Rheumatoid arthritis affects about 1% of the world's population, it is diagnosed annually in one person in a hundred. RA can manifest itself both in children from a very early age and in adults - it is an autoimmune disease, the causes of which have not yet been studied. People with this disease have many physical limitations: they cannot play sports, some find it difficult to walk or they cannot move at all on their own. At the same time, you can meet a person with a similar diagnosis in any area - even, it would seem, closed to those whose health opportunities are limited.
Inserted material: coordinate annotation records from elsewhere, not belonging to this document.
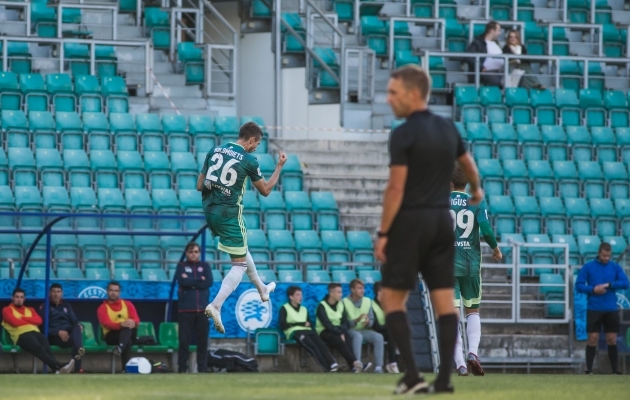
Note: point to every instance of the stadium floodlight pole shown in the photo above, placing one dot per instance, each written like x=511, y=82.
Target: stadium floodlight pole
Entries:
x=169, y=305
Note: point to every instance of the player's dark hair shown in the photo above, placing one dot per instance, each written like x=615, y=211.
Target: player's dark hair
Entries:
x=355, y=282
x=490, y=26
x=249, y=130
x=458, y=179
x=192, y=245
x=292, y=289
x=331, y=286
x=414, y=77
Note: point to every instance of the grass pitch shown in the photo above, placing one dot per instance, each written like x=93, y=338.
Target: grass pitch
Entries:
x=303, y=387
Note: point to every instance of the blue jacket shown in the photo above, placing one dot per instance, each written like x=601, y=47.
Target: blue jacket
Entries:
x=193, y=291
x=595, y=273
x=60, y=317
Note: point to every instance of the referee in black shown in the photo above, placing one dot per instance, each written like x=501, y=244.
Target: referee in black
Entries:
x=416, y=232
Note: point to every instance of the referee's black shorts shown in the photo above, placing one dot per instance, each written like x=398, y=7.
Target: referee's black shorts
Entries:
x=420, y=240
x=595, y=320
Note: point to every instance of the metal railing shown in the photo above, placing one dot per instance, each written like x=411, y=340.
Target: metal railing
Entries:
x=48, y=63
x=524, y=297
x=358, y=74
x=26, y=11
x=549, y=73
x=439, y=33
x=594, y=30
x=113, y=8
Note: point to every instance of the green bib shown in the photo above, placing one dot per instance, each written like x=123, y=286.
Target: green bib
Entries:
x=295, y=317
x=333, y=316
x=354, y=312
x=378, y=313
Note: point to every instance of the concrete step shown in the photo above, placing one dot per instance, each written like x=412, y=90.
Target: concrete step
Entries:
x=181, y=103
x=313, y=158
x=524, y=346
x=380, y=170
x=177, y=91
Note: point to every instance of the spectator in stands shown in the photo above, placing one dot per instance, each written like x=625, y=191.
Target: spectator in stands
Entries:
x=361, y=320
x=64, y=329
x=599, y=279
x=296, y=325
x=491, y=68
x=119, y=321
x=379, y=326
x=194, y=278
x=21, y=323
x=526, y=77
x=332, y=325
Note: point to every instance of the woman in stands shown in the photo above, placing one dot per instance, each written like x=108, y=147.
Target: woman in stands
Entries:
x=514, y=46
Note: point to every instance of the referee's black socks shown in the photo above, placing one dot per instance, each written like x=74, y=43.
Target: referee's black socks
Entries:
x=613, y=356
x=590, y=356
x=448, y=337
x=400, y=332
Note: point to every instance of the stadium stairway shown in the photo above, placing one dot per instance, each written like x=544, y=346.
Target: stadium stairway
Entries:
x=356, y=172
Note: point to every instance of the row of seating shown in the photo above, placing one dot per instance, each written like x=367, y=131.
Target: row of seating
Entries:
x=58, y=93
x=537, y=178
x=581, y=248
x=543, y=107
x=551, y=142
x=552, y=215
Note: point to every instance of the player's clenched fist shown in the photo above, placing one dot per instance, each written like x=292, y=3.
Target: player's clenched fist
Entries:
x=282, y=158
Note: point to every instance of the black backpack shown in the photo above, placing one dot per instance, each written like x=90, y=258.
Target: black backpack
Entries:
x=230, y=361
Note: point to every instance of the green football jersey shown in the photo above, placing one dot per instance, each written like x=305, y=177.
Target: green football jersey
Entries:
x=466, y=219
x=227, y=168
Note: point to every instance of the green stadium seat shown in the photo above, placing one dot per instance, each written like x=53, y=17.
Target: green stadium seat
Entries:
x=603, y=213
x=588, y=246
x=516, y=176
x=503, y=213
x=580, y=143
x=517, y=100
x=183, y=161
x=578, y=214
x=495, y=109
x=318, y=277
x=593, y=181
x=567, y=178
x=616, y=176
x=491, y=173
x=115, y=93
x=569, y=106
x=467, y=99
x=33, y=89
x=505, y=140
x=528, y=213
x=531, y=141
x=541, y=175
x=480, y=137
x=156, y=161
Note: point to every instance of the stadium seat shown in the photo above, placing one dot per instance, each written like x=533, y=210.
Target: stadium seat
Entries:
x=579, y=214
x=604, y=216
x=541, y=176
x=515, y=173
x=503, y=214
x=492, y=174
x=530, y=141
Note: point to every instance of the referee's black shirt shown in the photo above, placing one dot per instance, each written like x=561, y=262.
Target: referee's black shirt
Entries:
x=428, y=145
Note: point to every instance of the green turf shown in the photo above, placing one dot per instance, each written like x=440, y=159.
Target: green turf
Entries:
x=303, y=387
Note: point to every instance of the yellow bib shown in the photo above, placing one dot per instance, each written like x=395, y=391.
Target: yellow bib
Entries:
x=116, y=316
x=16, y=331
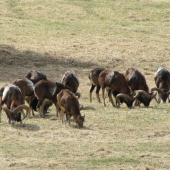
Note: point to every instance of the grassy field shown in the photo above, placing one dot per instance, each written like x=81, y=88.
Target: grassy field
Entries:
x=60, y=35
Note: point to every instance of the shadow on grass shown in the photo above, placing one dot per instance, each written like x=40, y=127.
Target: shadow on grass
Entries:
x=88, y=108
x=27, y=127
x=10, y=56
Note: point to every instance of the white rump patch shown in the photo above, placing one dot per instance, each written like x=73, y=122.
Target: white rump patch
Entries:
x=5, y=92
x=53, y=90
x=91, y=80
x=131, y=75
x=30, y=84
x=69, y=73
x=110, y=75
x=159, y=69
x=7, y=88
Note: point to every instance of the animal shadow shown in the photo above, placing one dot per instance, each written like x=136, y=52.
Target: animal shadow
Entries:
x=27, y=127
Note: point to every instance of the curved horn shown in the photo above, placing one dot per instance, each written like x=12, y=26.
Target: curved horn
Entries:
x=168, y=92
x=20, y=108
x=157, y=89
x=141, y=92
x=127, y=97
x=80, y=106
x=6, y=110
x=153, y=95
x=77, y=94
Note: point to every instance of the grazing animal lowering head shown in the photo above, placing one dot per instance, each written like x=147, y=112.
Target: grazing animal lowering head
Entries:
x=12, y=97
x=70, y=81
x=162, y=81
x=80, y=120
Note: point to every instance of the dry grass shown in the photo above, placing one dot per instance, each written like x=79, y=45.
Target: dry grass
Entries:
x=56, y=36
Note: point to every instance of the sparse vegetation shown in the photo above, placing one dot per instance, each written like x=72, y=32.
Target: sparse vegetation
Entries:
x=60, y=35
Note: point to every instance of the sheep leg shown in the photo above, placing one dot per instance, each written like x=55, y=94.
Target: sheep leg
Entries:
x=159, y=99
x=62, y=113
x=57, y=110
x=168, y=99
x=91, y=91
x=110, y=98
x=40, y=101
x=42, y=111
x=103, y=96
x=0, y=113
x=97, y=94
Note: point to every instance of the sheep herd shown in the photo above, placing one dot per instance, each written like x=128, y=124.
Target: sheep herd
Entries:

One of the most inclusive is, oddly enough, the modeling business, where ideas about the "correct" beauty are still alive today and the selection is carried out according to strict criteria. On the podium and in advertising campaigns, people with albinism, vitiligo, and various disabilities are increasingly common. We talked with the model and the author of the telegram channel Fabb Model’s life Sasha Sergeeva about her struggle with rheumatoid arthritis, work and perception of herself with a diagnosis.
Text: Anna Eliseeva
I got into modeling when I was five years old - my mother brought me to Zaitsev's school, the first modeling agency came to me at fourteen. I participated in fashion weeks and even in the Moscow show of Yohji Yamamoto. But then literally everything in the modeling world irritated me: waiting, a series of castings and rejections. Sometimes I could just not come to work - that is, pick up and skip the show.
My studies took the first place - I graduated from the Faculty of International Business and Business Administration of MGIMO. After that, she worked in the marketing department in the hotel industry and then got into IT. She played the role of a "common-law wife": she lived with a young man, did household chores - and I liked it. But then she herself decided to get out of the relationship and left for London, where she realized that the "good job and stable relationship" scheme was as if imposed and I didn't need it. There I felt like the happiest person, fell in love with the city so much that I decided to stay. The only opportunity for this was modeling, although I was 23 years old and at that age it is too late to start working as a model. I knocked on the agency, and my previous "motherboard" (parent agency. - Ed.) Contacted me.
Now the coolest thing in this area seems to me to be working on the podium. The moments when they put a hand on my back, count down "one, two, three - Sasha, go!", And I take the first step - it's such adrenaline! Best I have ever experienced. Now I already like to get together three to four hours before the show, to paint, to speak personally with the designer. I travel a lot and communicate with people - and that's cool.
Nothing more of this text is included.